The impulse of devotion was, without a doubt, the primary purpose of religious prints. Sometimes they were used to illustrate thesis of university Degrees , also as authentic talismans and as postulation objects for churches, confraternities and sanctuaries. All those images were destined to the simple people in whom they inspired the same respect and piety as the altarpieces, sculptures and paintings of the temples, at the same time that for a modest price they could have their favorite images to satisfy their particular devotions. In this way, the interest of confraternities and devotees to possess the "true portraits" and the "miraculous images" as they were venerated in the churches, was fully compensated by acquiring in the sacristies, booksellers, stamp dealers or hawkers, the prints of their particular preference.
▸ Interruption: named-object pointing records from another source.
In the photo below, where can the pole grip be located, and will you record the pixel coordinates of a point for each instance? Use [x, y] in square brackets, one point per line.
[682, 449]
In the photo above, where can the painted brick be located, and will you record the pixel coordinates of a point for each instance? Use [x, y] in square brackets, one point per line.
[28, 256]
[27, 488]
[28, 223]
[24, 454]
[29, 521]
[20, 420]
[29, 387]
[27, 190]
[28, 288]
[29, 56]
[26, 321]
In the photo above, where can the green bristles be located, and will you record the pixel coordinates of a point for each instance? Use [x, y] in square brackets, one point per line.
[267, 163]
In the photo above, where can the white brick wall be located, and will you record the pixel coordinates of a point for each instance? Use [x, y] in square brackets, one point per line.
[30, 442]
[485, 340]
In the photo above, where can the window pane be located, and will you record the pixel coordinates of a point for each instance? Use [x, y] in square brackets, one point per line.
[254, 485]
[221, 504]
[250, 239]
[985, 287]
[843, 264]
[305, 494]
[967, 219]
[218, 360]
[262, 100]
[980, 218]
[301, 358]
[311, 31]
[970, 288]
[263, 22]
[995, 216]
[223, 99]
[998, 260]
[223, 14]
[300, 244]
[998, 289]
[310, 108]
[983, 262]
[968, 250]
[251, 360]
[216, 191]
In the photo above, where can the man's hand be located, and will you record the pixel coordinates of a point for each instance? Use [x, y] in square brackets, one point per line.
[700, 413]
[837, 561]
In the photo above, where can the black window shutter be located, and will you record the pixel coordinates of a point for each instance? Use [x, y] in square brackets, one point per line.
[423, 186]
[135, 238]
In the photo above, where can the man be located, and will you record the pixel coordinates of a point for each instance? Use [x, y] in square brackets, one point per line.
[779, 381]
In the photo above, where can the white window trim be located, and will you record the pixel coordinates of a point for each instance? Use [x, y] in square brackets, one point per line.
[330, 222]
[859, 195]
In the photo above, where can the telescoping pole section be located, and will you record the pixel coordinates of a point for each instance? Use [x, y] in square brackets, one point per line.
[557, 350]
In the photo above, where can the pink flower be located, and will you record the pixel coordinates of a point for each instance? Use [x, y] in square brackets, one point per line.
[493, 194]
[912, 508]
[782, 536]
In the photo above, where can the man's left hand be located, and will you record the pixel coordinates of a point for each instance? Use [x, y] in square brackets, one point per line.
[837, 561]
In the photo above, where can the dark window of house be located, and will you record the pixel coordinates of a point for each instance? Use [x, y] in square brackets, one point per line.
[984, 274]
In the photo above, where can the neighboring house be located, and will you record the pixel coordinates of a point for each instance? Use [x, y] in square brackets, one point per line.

Among the great centers of distribution we must mention the great sanctuaries such as Ujué, Roncesvalles or the basilica of San Gregorio Ostiense, as well as some fairs and festivals around the feasts of certain images implored for specific needs. The promoters of those prints used to be the religious centers themselves, town halls for their patrons, although in many occasions it was a special devotee, with economic means, the one who made position of the expenses inherent to the opening of the plate, as well as to the first prints.
With respect to the engravers, it is important to highlight the important presence of works by dynasties of Pamplona silversmiths with 50% of the production, the plates opened by Aragonese masters with 18%, those from Madrid with 15%, Romans with 4.5% and other Hispanic Flemish and Italian cities with smaller percentages.
Of the iconographic interest of these pieces we can see some examples that reproduce sculptures and altarpieces that have disappeared, as well as others, especially of Marian devotions, that present images adorned, decorated and dressed in different ways, depending on whether we are in the 17th, 18th or early 19th century. Other prints are perfect exponents of emerging devotions such as that of the Heart of Jesus in plenary session of the Executive Council XVIII century, with a great issue of copies of different sizes and importance, made under the auspices of the Jesuits, and distributed from the Basilica of San Ignacio de Pamplona.
Illustration from the 1759 Pamplona edition of Fr. Nieremberg: On the difference between the temporal and the eternal.